“I already know how he’s going to react“
We humans tend to have an expectation of how someone will react to something or to us, or we have an expectation of how someone should react.
Merriam-Webster describes ‚to expect‘ as follows:
- to consider probable or certain
- to consider reasonable, due, or necessary
- to consider bound in duty or obligated
- to anticipate or look forward to the coming or occurrence of
- to suppose, think
- to await
Expectations for Yourself
What do you expect from yourself?
Are you also one of these people who set the bar very high and would like to do everything perfectly and correctly? What are your expectations based on? Are they even yours?
I was definitely one of the people who wanted to do everything so well that I never started some projects because I thought I was never ready and I wasn’t good enough.
My reference point was always on the outside. It took me years of inner work to realize that other people are different. They have different gifts, different desires, different prerequisites than I do. It usually only brings irritation when I imitate others in things that are not a match for me.
Many expectations on ourselves were created in our family of origin. I had already written about this the other day. You can read it here.
We take over and adopt attitudes and behaviors from our environment, judge them, and draw conclusions or act accordingly.
Not only that my expectations on myself were and partly still are very high, I used to tend to expect the same from others what I demanded from myself.
Expectations on others
Now I extended the pressure on myself to my environment and my partners.
How could I expect my partner to have the same standards that I have? That may be the case in some areas, probably not in all.
A simple example that may seem familiar to you:
For me it is important to have a certain degree of tidiness around me. If I then live together with a chaotic person, problems can arise. In the past, there were arguments, because I expected my partner to be like me and tidy up. Far from it!
That meant there was constant friction because I demanded neatness, but he couldn’t deliver.
Fortunately, I met my first mentor and learned how to bring back my much-loved harmony in the relationship.
This definitely does not work by insisting on my point of view and thinking that my counterpart has to change and adapt to me. They won’t. I can only change myself and my attitude.
In my women’s workshops and retreats we also play. Apart from the fact that this is fun, through playing we experience and learn with our whole being. This is significantly more profound than processing information only with the mind.
During one of these occasions, Anita wanted to try out a scene that occurred from time to time in her everyday life and led to trouble.

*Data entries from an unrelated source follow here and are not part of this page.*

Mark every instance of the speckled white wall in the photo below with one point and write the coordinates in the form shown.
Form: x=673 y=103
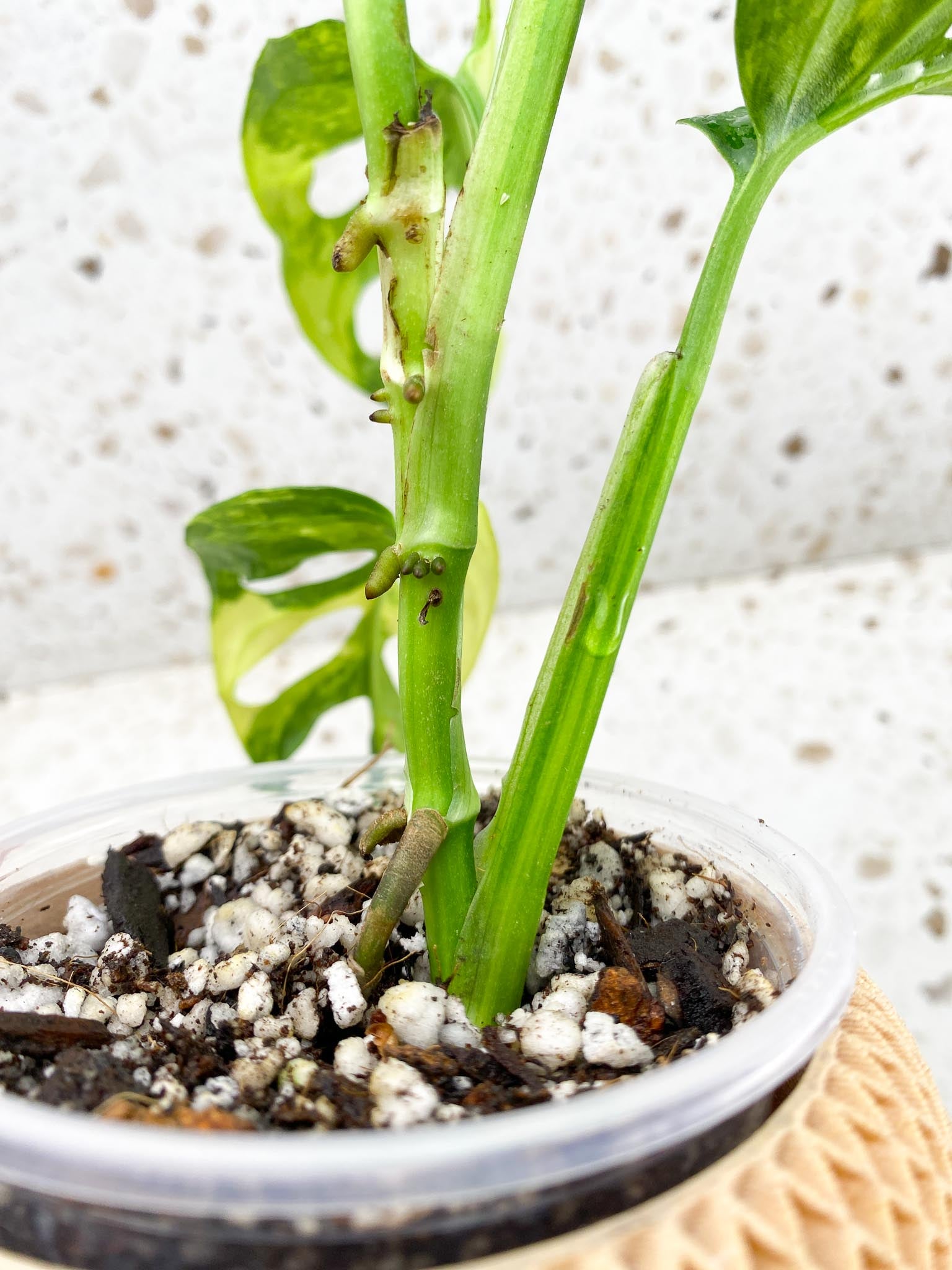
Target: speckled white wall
x=150 y=365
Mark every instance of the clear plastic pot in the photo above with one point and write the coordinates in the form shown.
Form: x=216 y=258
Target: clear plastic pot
x=110 y=1196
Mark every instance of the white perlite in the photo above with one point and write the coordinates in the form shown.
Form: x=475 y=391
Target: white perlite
x=260 y=929
x=195 y=871
x=187 y=840
x=353 y=1060
x=255 y=997
x=131 y=1009
x=602 y=863
x=550 y=1038
x=669 y=894
x=87 y=926
x=230 y=974
x=553 y=953
x=735 y=963
x=415 y=1011
x=604 y=1041
x=304 y=1014
x=345 y=995
x=457 y=1030
x=226 y=926
x=273 y=956
x=568 y=1001
x=330 y=827
x=402 y=1095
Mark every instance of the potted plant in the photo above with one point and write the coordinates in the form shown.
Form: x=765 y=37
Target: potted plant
x=295 y=946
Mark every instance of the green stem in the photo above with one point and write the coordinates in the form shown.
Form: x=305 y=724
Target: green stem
x=403 y=214
x=385 y=76
x=439 y=510
x=516 y=851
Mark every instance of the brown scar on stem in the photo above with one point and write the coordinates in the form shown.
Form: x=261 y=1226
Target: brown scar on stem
x=578 y=611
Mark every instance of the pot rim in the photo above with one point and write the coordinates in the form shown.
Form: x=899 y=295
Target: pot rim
x=277 y=1174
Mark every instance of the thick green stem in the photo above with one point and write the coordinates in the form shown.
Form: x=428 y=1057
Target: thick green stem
x=439 y=507
x=403 y=214
x=385 y=76
x=516 y=853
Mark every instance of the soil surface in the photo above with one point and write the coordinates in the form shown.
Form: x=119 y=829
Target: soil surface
x=211 y=987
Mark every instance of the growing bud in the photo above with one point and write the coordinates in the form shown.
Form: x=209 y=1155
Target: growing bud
x=414 y=389
x=385 y=572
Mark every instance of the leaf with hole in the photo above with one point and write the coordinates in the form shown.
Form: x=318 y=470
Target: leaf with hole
x=270 y=534
x=301 y=106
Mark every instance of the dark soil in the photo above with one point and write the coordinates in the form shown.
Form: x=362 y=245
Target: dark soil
x=202 y=1050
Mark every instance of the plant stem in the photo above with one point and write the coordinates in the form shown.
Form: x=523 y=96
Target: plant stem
x=403 y=213
x=385 y=76
x=420 y=841
x=439 y=507
x=516 y=851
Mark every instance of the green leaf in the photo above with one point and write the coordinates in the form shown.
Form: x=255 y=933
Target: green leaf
x=811 y=68
x=267 y=534
x=459 y=113
x=733 y=134
x=301 y=104
x=475 y=74
x=798 y=61
x=271 y=533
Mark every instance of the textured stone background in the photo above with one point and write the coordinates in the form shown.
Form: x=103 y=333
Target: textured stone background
x=149 y=362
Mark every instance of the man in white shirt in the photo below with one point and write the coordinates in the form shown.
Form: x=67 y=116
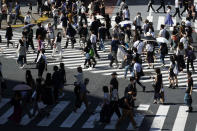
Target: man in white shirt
x=177 y=9
x=184 y=40
x=139 y=45
x=27 y=18
x=126 y=13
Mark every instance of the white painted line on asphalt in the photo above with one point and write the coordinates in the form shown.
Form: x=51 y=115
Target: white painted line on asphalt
x=93 y=118
x=26 y=120
x=53 y=114
x=113 y=122
x=73 y=117
x=161 y=20
x=3 y=102
x=4 y=117
x=181 y=118
x=139 y=117
x=159 y=118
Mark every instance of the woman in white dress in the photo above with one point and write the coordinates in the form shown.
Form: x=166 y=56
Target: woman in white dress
x=57 y=45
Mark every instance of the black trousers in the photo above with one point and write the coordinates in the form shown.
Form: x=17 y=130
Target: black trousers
x=177 y=12
x=83 y=16
x=190 y=62
x=185 y=8
x=162 y=5
x=114 y=108
x=30 y=43
x=151 y=6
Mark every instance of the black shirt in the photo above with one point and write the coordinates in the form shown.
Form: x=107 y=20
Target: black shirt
x=114 y=83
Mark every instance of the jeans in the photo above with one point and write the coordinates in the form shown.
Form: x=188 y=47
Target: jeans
x=22 y=59
x=162 y=56
x=102 y=46
x=114 y=58
x=128 y=67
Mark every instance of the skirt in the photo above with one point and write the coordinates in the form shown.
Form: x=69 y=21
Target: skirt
x=150 y=57
x=169 y=20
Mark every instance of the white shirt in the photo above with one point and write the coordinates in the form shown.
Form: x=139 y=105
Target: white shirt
x=83 y=10
x=149 y=47
x=27 y=19
x=137 y=67
x=176 y=3
x=93 y=38
x=44 y=57
x=126 y=13
x=184 y=41
x=139 y=45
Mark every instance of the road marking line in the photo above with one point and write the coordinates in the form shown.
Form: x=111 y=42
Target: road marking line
x=139 y=117
x=4 y=117
x=161 y=20
x=3 y=102
x=160 y=117
x=93 y=118
x=73 y=117
x=53 y=114
x=181 y=118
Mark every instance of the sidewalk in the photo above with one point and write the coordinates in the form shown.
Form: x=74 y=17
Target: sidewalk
x=24 y=12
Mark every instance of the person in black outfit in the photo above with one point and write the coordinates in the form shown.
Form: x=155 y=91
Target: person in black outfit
x=114 y=95
x=56 y=82
x=162 y=5
x=118 y=18
x=186 y=5
x=40 y=31
x=150 y=5
x=188 y=92
x=177 y=12
x=9 y=35
x=95 y=26
x=30 y=39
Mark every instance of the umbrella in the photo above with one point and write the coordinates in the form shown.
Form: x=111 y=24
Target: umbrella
x=126 y=22
x=149 y=38
x=21 y=87
x=162 y=40
x=99 y=17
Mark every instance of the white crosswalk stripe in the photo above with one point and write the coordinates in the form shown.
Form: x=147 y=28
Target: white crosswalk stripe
x=73 y=117
x=72 y=58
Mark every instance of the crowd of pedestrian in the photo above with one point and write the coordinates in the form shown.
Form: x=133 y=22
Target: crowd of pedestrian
x=127 y=48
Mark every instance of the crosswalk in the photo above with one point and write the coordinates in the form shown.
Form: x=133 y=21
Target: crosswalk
x=73 y=58
x=143 y=111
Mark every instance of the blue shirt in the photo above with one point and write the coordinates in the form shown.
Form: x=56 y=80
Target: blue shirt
x=114 y=45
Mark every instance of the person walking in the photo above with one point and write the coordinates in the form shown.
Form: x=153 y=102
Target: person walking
x=186 y=6
x=9 y=35
x=158 y=87
x=41 y=63
x=177 y=9
x=18 y=13
x=114 y=95
x=150 y=5
x=137 y=69
x=162 y=4
x=114 y=49
x=57 y=45
x=188 y=92
x=21 y=53
x=127 y=105
x=16 y=116
x=56 y=82
x=173 y=73
x=169 y=20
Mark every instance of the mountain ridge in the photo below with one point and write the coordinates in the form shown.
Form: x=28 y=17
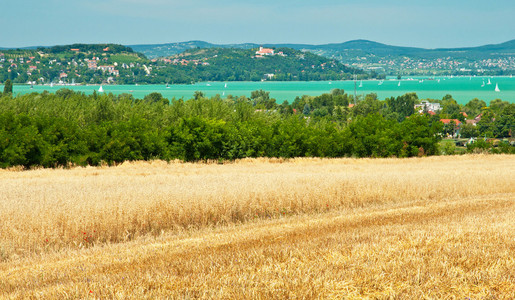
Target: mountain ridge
x=372 y=47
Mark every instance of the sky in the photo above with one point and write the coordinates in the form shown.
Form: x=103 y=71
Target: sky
x=415 y=23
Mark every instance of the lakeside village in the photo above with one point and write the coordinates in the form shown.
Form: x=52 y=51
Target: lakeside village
x=49 y=71
x=74 y=66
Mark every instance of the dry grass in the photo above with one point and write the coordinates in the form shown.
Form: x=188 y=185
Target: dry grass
x=439 y=227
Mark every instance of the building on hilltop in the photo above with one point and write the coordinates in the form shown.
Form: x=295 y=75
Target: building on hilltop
x=265 y=51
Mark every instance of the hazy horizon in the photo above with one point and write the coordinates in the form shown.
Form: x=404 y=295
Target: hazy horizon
x=422 y=24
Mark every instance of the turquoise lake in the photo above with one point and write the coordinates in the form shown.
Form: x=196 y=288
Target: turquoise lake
x=463 y=89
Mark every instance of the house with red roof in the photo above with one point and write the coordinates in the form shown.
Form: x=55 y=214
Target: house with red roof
x=457 y=125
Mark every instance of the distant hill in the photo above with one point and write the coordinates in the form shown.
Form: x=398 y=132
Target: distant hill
x=355 y=46
x=234 y=64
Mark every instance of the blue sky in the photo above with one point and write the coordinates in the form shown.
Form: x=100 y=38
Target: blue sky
x=417 y=23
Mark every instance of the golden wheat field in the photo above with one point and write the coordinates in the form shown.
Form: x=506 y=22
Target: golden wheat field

Anita sometimes returns from work later than planned. Her husband is usually already home by then, standing in the kitchen preparing dinner.
In the past, instead of greeting her back, he had welcomed her with blame and then fallen into an offended silence.
We set the scene and Anita acted out the situation with another participant. In Between they switched roles.
After that, it “clicked” for Anita. She had a great moment of realization!
“I just realized through the play that already when I unlock the front door, I expect my husband to be mad and react the way he usually does!”
It struck her, that she had created by her own behavior, exactly what she didn’t want to have.
The moral of the story?
Let go of expectations and your life will be easier!